The Catholic bishops of the United States are urging the House to enact the Senate immigration bill in the name of “justice for immigrants.” Parishioners are being asked to send congressmen postcards that call for “a path to citizenship for undocumented persons,” “legal paths for low-skilled immigrant workers to come and work in the United States,” and “due process protections [in] our immigration enforcement policies.” The postcards, notably, say nothing about increasing enforcement, even though that is one of the main advertisements that politicians make for the bill that the bishops advocate — and even though the bishops’ conference has elsewhere grudgingly acknowledged “the legitimate role of the U.S. government in intercepting unauthorized migrants.”
The bishops are not thinking straight on this issue, and no Catholic — or well-meaning citizen — should have the slightest qualm about rejecting their policy prescriptions.
There is ample support in the Bible, in the history of Catholic social thought, and in the Catechism — and some support in common moral reasoning — for some of the bishops’ premises. We are indeed obligated to “welcome the stranger,” and to treat all people with justice and compassion. That does not mean we are obligated to offer legal status to people who came here illegally, or to double existing immigration levels.
The Catechism says that rich countries should welcome, “to the extent they are able, . . . the foreigner in search of the security and the means of livelihood which he cannot find in his country of origin.” It also says that immigrants “are obliged to respect with gratitude the material and spiritual heritage of the country that receives them, to obey its laws and to assist in carrying civic burdens.” Among the virtues immigration policy seeks to safeguard and promote, then, are compassion, the rule of law, economic advancement for the poor, and assimilation.

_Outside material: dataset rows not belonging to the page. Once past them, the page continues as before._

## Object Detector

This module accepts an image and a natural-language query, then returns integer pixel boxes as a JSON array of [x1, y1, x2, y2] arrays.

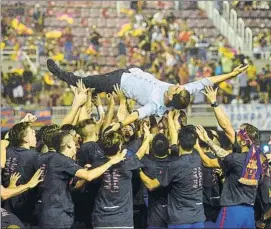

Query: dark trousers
[[62, 69, 127, 94]]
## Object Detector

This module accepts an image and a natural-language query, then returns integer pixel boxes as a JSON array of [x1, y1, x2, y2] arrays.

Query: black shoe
[[47, 58, 64, 79], [47, 58, 80, 86]]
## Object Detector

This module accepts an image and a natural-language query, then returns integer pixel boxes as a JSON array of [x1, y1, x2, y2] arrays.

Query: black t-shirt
[[202, 152, 221, 207], [2, 147, 38, 213], [141, 155, 173, 226], [159, 152, 205, 225], [92, 156, 143, 227], [35, 151, 56, 199], [219, 153, 258, 206], [39, 153, 81, 228], [124, 138, 146, 206]]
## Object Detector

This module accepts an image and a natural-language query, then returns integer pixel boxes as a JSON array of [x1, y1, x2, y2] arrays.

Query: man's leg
[[215, 206, 255, 228], [47, 59, 125, 93]]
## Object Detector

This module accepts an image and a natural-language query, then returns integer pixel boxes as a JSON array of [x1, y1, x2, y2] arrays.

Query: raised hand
[[76, 79, 89, 94], [202, 86, 218, 104], [8, 172, 21, 188], [20, 113, 37, 123], [113, 84, 126, 101], [110, 149, 127, 165], [231, 64, 249, 76], [196, 125, 210, 142], [143, 122, 152, 140], [27, 169, 44, 189]]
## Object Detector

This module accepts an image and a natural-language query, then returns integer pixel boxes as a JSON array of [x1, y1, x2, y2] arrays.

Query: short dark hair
[[61, 124, 77, 132], [100, 132, 123, 156], [151, 133, 169, 157], [52, 131, 71, 152], [76, 119, 95, 138], [9, 122, 31, 147], [169, 90, 191, 110], [178, 125, 197, 151], [43, 126, 61, 149]]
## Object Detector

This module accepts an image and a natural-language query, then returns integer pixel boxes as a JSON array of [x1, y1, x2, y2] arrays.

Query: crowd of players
[[1, 78, 271, 229]]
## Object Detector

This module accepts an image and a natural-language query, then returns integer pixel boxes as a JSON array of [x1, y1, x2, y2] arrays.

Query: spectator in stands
[[247, 59, 257, 80], [89, 25, 102, 52], [257, 73, 269, 104], [215, 61, 223, 76], [238, 71, 249, 102], [33, 3, 44, 32]]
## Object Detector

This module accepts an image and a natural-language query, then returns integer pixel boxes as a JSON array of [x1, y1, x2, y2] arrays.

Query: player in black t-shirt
[[2, 122, 39, 225], [39, 131, 126, 229], [140, 125, 205, 228], [140, 133, 173, 229], [75, 119, 105, 228], [198, 130, 222, 225], [197, 85, 270, 228], [91, 125, 151, 229]]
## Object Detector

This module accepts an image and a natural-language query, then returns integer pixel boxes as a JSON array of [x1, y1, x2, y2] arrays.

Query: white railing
[[198, 1, 253, 57], [1, 46, 39, 73]]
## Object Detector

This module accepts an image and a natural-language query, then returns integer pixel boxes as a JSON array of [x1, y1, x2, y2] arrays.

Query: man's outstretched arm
[[183, 65, 248, 95], [207, 64, 248, 85]]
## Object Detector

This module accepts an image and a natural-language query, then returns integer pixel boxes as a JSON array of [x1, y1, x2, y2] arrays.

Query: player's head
[[9, 122, 36, 148], [151, 133, 169, 157], [167, 87, 191, 110], [101, 129, 124, 156], [237, 123, 260, 149], [120, 124, 135, 142], [178, 125, 197, 152], [61, 124, 81, 148], [53, 131, 77, 159]]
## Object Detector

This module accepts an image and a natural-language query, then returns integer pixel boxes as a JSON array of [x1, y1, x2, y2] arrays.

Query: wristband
[[211, 101, 219, 107]]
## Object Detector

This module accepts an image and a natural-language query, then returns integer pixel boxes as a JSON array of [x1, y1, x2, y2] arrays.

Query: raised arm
[[207, 65, 249, 85], [102, 94, 115, 133], [75, 149, 127, 181], [136, 123, 152, 160], [114, 84, 129, 122], [203, 86, 235, 143], [61, 82, 88, 126], [76, 81, 92, 122], [196, 125, 231, 164], [168, 110, 178, 145], [183, 65, 248, 95]]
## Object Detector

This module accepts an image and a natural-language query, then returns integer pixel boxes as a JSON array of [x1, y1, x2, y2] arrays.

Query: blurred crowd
[[1, 1, 271, 107]]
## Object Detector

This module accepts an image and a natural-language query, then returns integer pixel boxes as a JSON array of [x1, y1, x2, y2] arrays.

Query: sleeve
[[60, 156, 82, 177], [141, 156, 157, 179], [183, 78, 213, 95], [124, 156, 143, 171], [136, 103, 157, 120], [218, 154, 235, 174]]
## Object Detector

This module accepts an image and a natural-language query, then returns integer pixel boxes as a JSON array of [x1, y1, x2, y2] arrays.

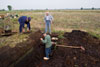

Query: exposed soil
[[0, 30, 100, 67], [0, 31, 33, 67], [15, 30, 100, 67]]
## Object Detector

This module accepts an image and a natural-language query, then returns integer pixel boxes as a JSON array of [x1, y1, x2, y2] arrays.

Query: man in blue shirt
[[18, 16, 31, 33]]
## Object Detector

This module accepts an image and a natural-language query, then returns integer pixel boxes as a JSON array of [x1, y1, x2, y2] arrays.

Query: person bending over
[[18, 16, 31, 33]]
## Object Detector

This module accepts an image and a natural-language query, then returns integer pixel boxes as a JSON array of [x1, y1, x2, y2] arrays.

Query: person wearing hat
[[44, 12, 53, 34], [18, 16, 31, 33], [40, 33, 52, 60]]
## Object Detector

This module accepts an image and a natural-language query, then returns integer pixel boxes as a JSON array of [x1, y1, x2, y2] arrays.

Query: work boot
[[43, 57, 49, 60]]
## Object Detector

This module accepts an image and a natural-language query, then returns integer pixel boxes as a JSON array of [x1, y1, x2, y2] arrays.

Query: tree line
[[0, 5, 100, 11]]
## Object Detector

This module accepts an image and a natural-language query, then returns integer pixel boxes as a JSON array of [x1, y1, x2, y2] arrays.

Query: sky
[[0, 0, 100, 10]]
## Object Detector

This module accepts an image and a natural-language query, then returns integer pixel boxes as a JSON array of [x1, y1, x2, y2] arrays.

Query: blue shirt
[[18, 16, 27, 24]]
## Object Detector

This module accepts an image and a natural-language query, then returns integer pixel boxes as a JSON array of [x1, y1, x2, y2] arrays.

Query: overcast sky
[[0, 0, 100, 10]]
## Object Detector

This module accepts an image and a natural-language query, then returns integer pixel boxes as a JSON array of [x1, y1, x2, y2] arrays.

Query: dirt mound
[[15, 30, 100, 67]]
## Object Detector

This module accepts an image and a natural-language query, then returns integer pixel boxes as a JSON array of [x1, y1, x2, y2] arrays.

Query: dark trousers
[[19, 23, 24, 33], [25, 22, 31, 30], [26, 23, 31, 30]]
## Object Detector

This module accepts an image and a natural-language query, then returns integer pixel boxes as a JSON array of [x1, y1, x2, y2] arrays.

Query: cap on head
[[42, 32, 46, 35], [28, 17, 31, 21]]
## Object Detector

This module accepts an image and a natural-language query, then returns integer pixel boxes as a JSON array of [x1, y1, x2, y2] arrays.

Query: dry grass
[[0, 34, 29, 48], [0, 10, 100, 48], [25, 10, 100, 34], [1, 10, 99, 34]]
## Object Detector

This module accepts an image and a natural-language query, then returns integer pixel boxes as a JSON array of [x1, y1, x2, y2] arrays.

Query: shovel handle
[[56, 45, 85, 51], [57, 45, 81, 48]]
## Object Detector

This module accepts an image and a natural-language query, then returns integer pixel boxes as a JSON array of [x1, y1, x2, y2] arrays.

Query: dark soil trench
[[0, 30, 100, 67]]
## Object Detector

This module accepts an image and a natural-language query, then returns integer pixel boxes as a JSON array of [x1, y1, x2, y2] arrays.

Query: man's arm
[[50, 15, 53, 23], [41, 37, 47, 43]]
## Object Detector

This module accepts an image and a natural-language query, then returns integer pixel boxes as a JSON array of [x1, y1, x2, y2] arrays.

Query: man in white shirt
[[44, 12, 53, 34]]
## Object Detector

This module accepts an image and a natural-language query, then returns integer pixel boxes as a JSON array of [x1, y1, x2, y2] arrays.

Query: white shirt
[[44, 15, 53, 21], [46, 16, 49, 20]]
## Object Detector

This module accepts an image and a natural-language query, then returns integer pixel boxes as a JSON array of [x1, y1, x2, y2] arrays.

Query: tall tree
[[92, 7, 95, 10], [81, 7, 83, 10], [7, 5, 12, 11]]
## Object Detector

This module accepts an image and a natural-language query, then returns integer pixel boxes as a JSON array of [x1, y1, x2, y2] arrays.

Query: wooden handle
[[56, 45, 81, 48], [56, 45, 85, 51]]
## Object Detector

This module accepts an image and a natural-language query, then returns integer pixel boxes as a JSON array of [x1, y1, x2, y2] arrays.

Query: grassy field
[[1, 10, 100, 33], [16, 10, 100, 35], [0, 10, 100, 48]]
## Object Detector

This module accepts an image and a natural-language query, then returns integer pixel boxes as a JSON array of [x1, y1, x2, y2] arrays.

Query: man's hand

It seems to us that the massive increase in low-skilled immigration — an increase that the Senate bill entails and that the bishops welcome — undermines several of these goals. It puts pressure on the wages of the smaller number of low-skilled immigrants we would accept without the increase, as well as on those of native-born low-skilled Americans. It retards assimilation among the newcomers as well. The bill undermines the rule of law, too, because it offers legal status to illegal immigrants without making sure that new illegal immigrants can’t come here.
Timothy Cardinal Dolan, the archbishop of New York and president of the bishops’ conference, writes that “no one can be proud of the enormous underclass of undocumented workers that’s been allowed to form — millions of our neighbors who live on the margins, have their families fractured and are easily exploited.” The Senate bill would not solve this problem, and could make it worse. We could well have a new influx of illegal immigrants drawn here by our demonstrable lack of resolve to enforce our laws — a lack of resolve that the bishops themselves reinforce. People who overstay their terms as “guest workers” would become illegal immigrants, too.
On some issues, notably abortion, the policy implications of the moral norms the Catholic Church defends are fairly simple and straightforward: If unborn children are human beings made in the image of God, then it cannot be right to let them be killed with impunity. Illegal immigrants, too, are human beings made in the image of God, but the crucial questions of public policy the U.S. is weighing do not involve any dispute over that truth.
“We are one family under God,” reads the banner on the Church’s “Justice for Immigrants” website. So we are. The geography of God’s family is not, however, coterminous with the borders of the United States. Dolan, to his credit, notes that “there’s room for disagreement on such a complicated issue,” which is to say that, as is not the case on abortion, faithful Catholics contradict no tenet of the faith in rejecting the bishops’ immigration views. It is a freedom they should exercise.